I suppose trying to find solutions to poverty through action, has always been with me, mostly because of Grant Blvd. That’s where I lived, in the house at 2677. It’s the place where my parents found time to volunteer in service to other Black folks. They came from struggle and lack, and they understood the obstacles other folks, particularly Black folks faced. I was a kid who watched my mom drive on weekends to give emotional support to female inmates in a correctional facility.  And I listened to my dad who was engaged as, essentially, a food activist. But to be even more transparent, Grant Blvd is the story of two types of American families: those who know stability, security & hope- which, until I was 13, was us. But it’s also the story of families that collapse- families that face adulthood depression, self-medication with cocaine, and the weighing “criminal options” as a means of surviving. Grant Blvd is the place where I learned the power of acting with love and of speaking out against inequity. It’s the place that I think best defines who I am.

In a word, Grant Blvd is a response to slavery, to leased labor, to Jim Crow, to persistent economic injustice and marginalization.
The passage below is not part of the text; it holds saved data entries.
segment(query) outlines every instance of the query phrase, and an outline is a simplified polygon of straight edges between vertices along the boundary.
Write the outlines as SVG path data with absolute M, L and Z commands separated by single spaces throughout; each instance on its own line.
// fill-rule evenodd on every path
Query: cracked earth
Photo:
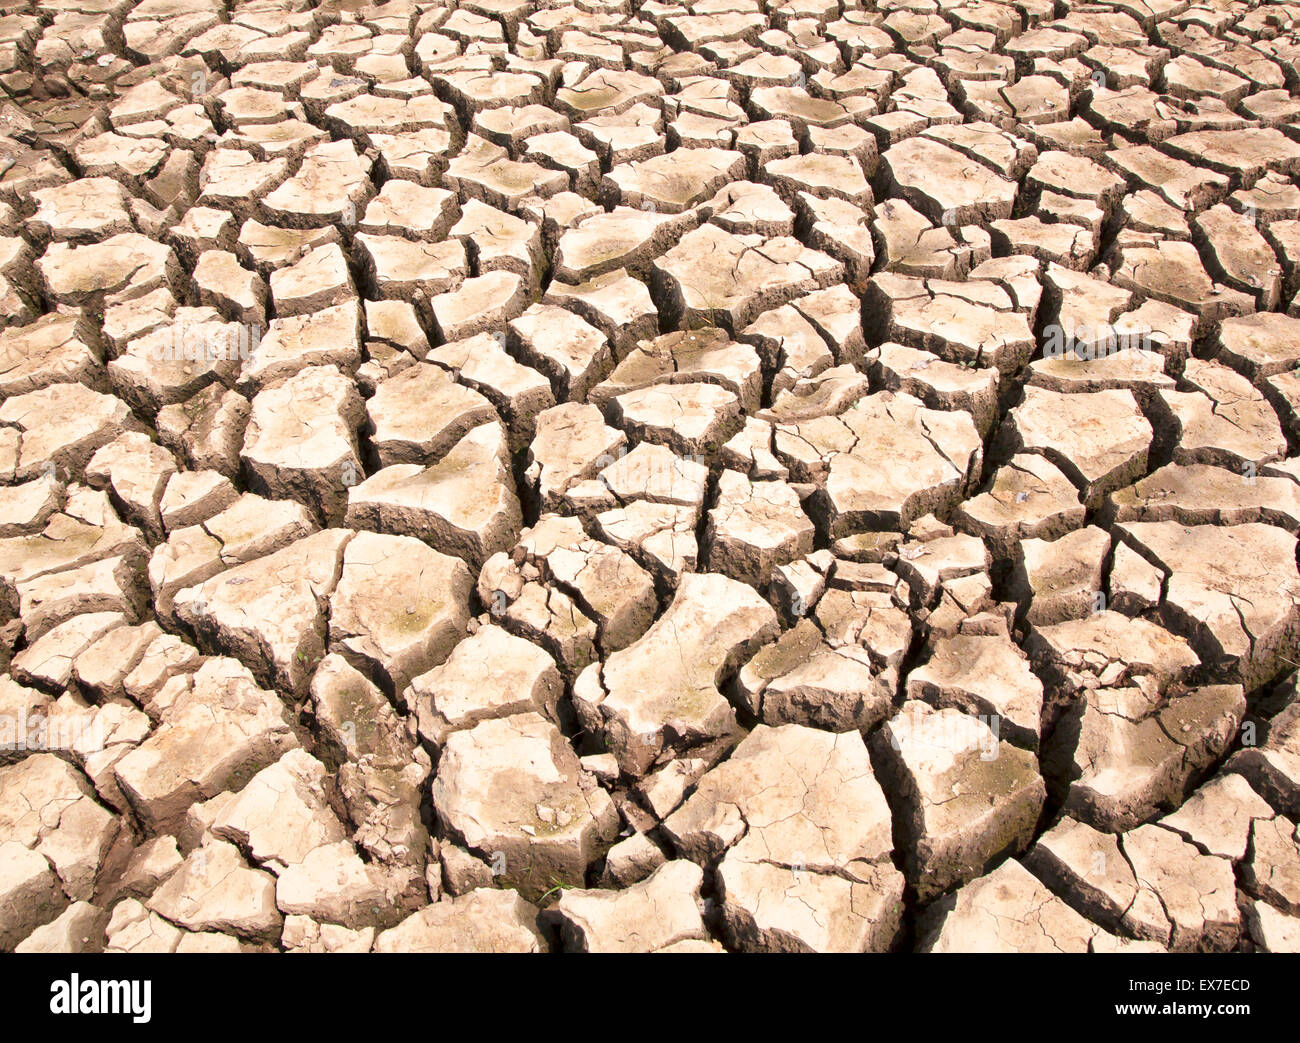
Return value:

We need to completely reimagine our response to poverty and the criminalization of it, and we also have to radically change how we create pathways to self-sufficient living for black & brown people who’ve been incarcerated. Our work to use fashion to create employment opportunities and points of exposure to the skills we all need to find long term peace isn’t about supporting the othered “them” that've been incarcerated (mind you, too often due to poverty and trauma and untreated emotional or mental health struggles). It’s about us, all of us, and it’s about designing radically inclusive pathways that pursue the long term plan of progressing our collective good, and let’s not ever forget, the good of our planet. Grant Blvd is about intersectional design. Grant Blvd is about the only way forward.